So I move the sqlite db of storage node to a separate ssd disk to improve the performance and after that I notice that the ssd lifespan of my ssd is decrease like crazy, around 1%/4 days
using the, inotifywait cmd I do see a huge amount of disk activities with *.wal db file
``inotifywait -m -e modify dbpath
So my question is, is there any setting/config to mitigate/avoid this ?
The wal files are indeed written to frequently, but these are not synchronous writes, so they should not be contributing that much to SSD wear. So you will see a lot of them in inotify, but the kernel should be smart enough to only send a write command after collecting several writes to these files. If this is not the case, then you indeed have a problem—but that problem is with kernel resources, not node settings.
As such, I’d try looking for other sources of writes.
I’m think this is the issue in my case, and to test my assumption, I already move sqlite db file to a separate hdd disk and from that point my ssd lifespan doesnot decrease at that rate anymore
From my understand so correct me if I’m wrong, *.wal are normal physical db files which need to write to disk so with storagenode with hunder thousand of small segment the amount of data it need to write to disk I think is huge
.wal files are written sequentially, and with no forced synchronous writes, so in theory they shouldn’t be a problem. But if moving the database files elsewhere solved the problem, then this clearly was a problem for your case.
Frankly, I would really like to learn why it happened.
What file system are you using on that SSD? Do you have any RAID there, or any other volume management subsystems?
This looks like write amplification. Perhaps your SSD pretends to have 512 byte sector size.
This is about the wal file: Write-Ahead Logging. You may be able to control it somewhat.
If I were you I would put databases to tmpfs.
Micron SSD vary drastically in how they handle writes. They sell a separate class of SSDs optimized for small writes. Whatever they use for the consumer Crucial brand is likely the bottom of the barrel.
By messing with sqlite you will introduce instability. Since databases storj is creating have negative utility value (zero pros, all cons) you can keep them in ram on tmpfs instead.
It will be more stable and use zero SSD endurance.
This will radically solve the problem.
If for some reason you want them to persist, you can copy them to randisk at start and copy them back on persistent storage on shutdown.
Moving wal to ram is entirely pointless. It’s a journal, to save the day when power is lost during transaction. Keeping it in ram defeats the purpose.
Read them into Ramdisk on boot and offload them back to persistent storage on shutdown.
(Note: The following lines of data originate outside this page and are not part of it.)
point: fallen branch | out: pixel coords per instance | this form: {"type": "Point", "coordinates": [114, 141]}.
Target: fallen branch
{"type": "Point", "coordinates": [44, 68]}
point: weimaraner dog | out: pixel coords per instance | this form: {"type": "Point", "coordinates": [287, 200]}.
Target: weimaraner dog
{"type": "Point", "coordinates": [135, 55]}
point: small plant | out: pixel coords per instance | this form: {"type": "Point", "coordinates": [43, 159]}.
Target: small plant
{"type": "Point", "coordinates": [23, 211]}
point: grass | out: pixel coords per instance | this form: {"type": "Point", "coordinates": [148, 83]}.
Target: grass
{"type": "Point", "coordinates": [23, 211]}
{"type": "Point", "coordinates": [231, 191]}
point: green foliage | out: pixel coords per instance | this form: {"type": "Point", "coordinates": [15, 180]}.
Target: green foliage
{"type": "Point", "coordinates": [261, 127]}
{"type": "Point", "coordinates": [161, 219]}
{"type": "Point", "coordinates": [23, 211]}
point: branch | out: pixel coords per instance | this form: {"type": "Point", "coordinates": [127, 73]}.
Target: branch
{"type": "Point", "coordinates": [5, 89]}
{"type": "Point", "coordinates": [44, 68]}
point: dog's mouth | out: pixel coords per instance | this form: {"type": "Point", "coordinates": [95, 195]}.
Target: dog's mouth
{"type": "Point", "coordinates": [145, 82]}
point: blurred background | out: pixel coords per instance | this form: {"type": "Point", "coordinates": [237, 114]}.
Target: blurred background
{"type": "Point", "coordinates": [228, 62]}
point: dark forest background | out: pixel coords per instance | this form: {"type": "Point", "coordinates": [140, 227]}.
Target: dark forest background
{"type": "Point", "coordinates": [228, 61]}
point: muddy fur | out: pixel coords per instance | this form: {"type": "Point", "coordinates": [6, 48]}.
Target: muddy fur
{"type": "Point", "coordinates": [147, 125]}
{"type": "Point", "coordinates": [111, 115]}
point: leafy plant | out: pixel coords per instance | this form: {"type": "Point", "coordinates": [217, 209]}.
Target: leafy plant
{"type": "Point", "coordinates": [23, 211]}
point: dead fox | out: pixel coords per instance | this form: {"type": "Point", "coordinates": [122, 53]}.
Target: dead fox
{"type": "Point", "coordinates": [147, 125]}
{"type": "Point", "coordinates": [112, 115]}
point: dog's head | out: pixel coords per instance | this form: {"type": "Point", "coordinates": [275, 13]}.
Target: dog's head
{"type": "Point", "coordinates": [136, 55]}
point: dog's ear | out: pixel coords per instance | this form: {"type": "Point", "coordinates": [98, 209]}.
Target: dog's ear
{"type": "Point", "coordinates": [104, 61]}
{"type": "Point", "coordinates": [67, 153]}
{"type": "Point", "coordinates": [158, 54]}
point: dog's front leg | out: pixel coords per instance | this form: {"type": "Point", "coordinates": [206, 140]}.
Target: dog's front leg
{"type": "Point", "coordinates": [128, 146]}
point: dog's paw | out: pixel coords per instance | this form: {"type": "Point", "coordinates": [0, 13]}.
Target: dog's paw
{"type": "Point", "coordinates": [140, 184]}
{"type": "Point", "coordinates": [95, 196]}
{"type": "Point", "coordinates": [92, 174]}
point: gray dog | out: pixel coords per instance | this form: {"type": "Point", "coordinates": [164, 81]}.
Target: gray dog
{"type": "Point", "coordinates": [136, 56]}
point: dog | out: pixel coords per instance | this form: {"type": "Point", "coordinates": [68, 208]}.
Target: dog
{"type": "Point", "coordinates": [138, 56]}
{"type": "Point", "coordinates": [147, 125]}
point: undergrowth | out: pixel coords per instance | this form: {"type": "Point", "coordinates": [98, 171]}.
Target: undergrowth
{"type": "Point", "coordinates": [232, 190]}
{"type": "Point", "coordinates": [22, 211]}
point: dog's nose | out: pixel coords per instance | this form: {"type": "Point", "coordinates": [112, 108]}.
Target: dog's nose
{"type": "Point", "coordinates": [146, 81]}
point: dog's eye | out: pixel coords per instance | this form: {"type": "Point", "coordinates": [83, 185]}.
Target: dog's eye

Two lines of script
4 kb record size is too small. Don’t change defaults unless you have a very good reason to do so. Default on ZFS is 128k, and compression on.
I understand your SSD is in its own separate pool?
You would need to destroy is and create a new one with 4096 sectors side. (zpool create -o ashift=12 …). You can look up the current pools ashift with zfs get ….
ashift hints zfs about the physical sector size of the underlying storage device. It’s a setting for storage devices, not specific dataset.
Recordsize is a maximum size of a logical block used to store data. It’s a setting for individual datasets.
You cannot change the ashift without removing the device first.
Here is an interesting article (I skimmed though it, did not read it thoroughly, but here is a relevant quote:
ZFS admin is strongly advised to be aware of the actual sector size of his or her devices, and manually set ashift accordingly. If ashift is set too low, an astronomical read/write amplification penalty is incurred—writing a 512 byte “sectors” to a 4KiB real sector means having to write the first “sector”, then read the 4KiB sector, modify it with the second 512 byte “sector”, write it back out to a new 4KiB sector, and so forth, for every single write.
In real world terms, this amplification penalty hits a Samsung EVO SSD—which should have ashift=13, but lies about its sector size and therefore defaults to ashift=9 if not overridden by a savvy admin—hard enough to make it appear slower than a conventional rust disk.